The young patrons of the TRI Community and Youth Agency have joined the expanding palette of supporters of Huntington Station's makeover, helping create a mural reflecting the hamlet's diversity.
The youth, who range in age from 5 to 17, spent several weeks this winter painting the 9-foot by 25-foot mural, which, weather permitting, is to be affixed Sunday to an outside wall of the Huntington Station Enrichment Center at 1264 New York Avenue.
"It's going to look beautiful," Aylana Powell, 9, said. "I was really happy to help."
The Enrichment Center, which for years served as an educational and recreational sanctuary for area students, has been repurposed as a resource center to offer a variety of employment and training services.

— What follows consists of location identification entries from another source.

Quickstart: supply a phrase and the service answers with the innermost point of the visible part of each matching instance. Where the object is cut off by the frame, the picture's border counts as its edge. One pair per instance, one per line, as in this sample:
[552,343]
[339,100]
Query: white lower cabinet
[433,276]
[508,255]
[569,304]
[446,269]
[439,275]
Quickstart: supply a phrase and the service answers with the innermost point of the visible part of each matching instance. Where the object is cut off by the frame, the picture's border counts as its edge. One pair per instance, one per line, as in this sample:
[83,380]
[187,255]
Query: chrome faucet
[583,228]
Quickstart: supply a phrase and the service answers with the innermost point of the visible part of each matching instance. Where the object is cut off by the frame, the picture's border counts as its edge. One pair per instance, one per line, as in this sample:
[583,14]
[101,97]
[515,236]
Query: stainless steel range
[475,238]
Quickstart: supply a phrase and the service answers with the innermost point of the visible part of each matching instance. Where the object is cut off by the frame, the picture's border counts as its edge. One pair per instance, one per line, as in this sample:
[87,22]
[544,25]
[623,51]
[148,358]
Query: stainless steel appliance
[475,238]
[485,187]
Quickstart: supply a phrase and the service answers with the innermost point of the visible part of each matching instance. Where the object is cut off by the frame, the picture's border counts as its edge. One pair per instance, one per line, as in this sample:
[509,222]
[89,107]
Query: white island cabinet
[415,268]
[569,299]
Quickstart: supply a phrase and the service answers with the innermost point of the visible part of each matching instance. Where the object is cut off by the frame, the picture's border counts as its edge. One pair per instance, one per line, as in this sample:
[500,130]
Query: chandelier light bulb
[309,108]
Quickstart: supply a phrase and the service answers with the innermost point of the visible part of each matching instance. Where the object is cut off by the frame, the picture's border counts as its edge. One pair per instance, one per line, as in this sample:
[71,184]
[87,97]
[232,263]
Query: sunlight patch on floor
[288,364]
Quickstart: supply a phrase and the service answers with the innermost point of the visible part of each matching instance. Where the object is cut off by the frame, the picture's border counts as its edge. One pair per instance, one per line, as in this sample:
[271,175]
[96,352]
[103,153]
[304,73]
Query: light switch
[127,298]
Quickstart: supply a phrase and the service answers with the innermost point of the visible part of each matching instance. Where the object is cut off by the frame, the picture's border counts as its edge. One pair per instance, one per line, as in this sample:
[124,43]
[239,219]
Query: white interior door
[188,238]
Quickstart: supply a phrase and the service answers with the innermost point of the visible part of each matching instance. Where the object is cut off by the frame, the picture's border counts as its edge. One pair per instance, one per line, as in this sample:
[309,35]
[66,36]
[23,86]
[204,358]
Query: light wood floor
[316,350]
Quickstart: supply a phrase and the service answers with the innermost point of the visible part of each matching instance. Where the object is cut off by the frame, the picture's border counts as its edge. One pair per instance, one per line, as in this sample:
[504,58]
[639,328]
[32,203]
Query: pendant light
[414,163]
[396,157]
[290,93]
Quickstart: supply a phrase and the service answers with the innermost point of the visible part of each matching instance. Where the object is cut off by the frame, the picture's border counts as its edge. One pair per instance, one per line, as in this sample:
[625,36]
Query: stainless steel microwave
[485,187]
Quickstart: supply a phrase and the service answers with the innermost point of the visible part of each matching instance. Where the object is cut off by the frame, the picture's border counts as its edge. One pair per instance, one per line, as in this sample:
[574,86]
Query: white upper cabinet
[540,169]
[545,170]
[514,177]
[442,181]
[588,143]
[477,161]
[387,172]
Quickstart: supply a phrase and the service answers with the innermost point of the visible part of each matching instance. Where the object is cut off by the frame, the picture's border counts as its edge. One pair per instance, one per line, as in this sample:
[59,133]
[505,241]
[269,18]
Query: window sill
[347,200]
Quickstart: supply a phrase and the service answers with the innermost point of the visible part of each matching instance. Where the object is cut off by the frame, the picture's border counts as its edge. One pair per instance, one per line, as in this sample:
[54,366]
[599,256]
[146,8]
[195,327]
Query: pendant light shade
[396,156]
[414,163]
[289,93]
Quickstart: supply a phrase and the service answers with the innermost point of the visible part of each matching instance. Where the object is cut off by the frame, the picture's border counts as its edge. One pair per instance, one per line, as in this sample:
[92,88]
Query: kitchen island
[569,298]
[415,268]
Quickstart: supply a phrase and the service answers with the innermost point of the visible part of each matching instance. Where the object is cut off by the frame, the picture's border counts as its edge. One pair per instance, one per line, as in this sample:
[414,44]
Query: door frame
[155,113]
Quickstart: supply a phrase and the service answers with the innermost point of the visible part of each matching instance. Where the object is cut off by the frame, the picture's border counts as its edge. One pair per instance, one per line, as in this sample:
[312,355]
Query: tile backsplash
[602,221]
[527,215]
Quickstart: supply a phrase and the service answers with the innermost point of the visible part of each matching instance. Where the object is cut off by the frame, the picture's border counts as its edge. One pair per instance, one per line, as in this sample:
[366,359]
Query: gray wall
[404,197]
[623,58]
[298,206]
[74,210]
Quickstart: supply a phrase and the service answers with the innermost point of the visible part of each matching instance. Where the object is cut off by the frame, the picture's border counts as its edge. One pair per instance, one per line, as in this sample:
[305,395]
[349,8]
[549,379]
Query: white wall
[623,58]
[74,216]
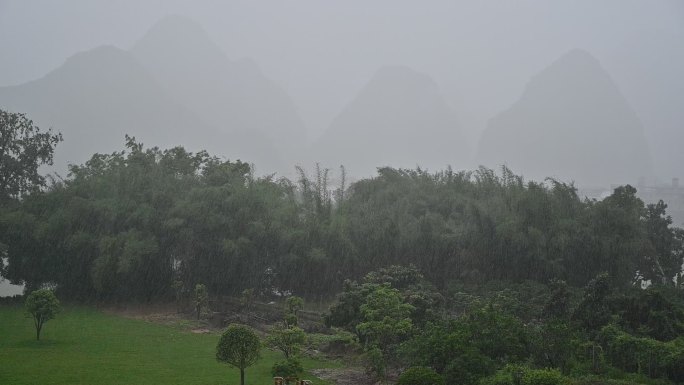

The mural has six panels that depict a variety of trades, cultures, interactions, cooperations and friendships. It reflects the new purpose of the building, said town board member Tracey Edwards, who spearheaded the idea of the mural.
"The pictures depicted in the mural are of people with job opportunities and job training," she said. "It's what we want for that location; it brings the vision to life."
The mural shows people working in different capacities in the same "space" and "level of importance," building the community together, said Lucienne Pereira, the Centerport-based artist who created the piece.
"We have not used real skin colors or face details," Pereira said. "The silhouettes are there to represent anyone, everyone who identifies with it."
To represent cultural diversity, the mural contains designs and patterns from a variety of nationalities and cultures in Huntington -- the United States, Ireland, Middle East, India, the Caribbean and Africa.
"The background is like a map," Pereira said. "Implicitly, this map represents the cultural diversity of the community."
Pereira started in March setting up the outline of the mural in Tri CYA locations in the Big H shopping center and at 310 West Hills Rd. Pereira then invited youths from the program to help paint the mural, in an effort to engage and challenge them.
"I want them to feel pride," Pereira said of the painters. "They will always remember they contributed to something that is part of the fabric of their community. They did it."
For Nazier Grant, 7, participating in the project sparked a budding interest in art. "I loved helping," Nazier said. "I did art in school, but this was more fun."
Ni'Tiera McGee, 9, said she looked forward each day to coming to paint the mural. "It was always a lot of fun to come and be with my friends and help," she said.
The mural will be affixed to the Enrichment Center's north-facing wall on East Second Street. It will be treated with a special coating to guard against weather and graffiti.
The mural is a collaboration between the community, and arts, nonprofit and government sectors. It cost about $3,500.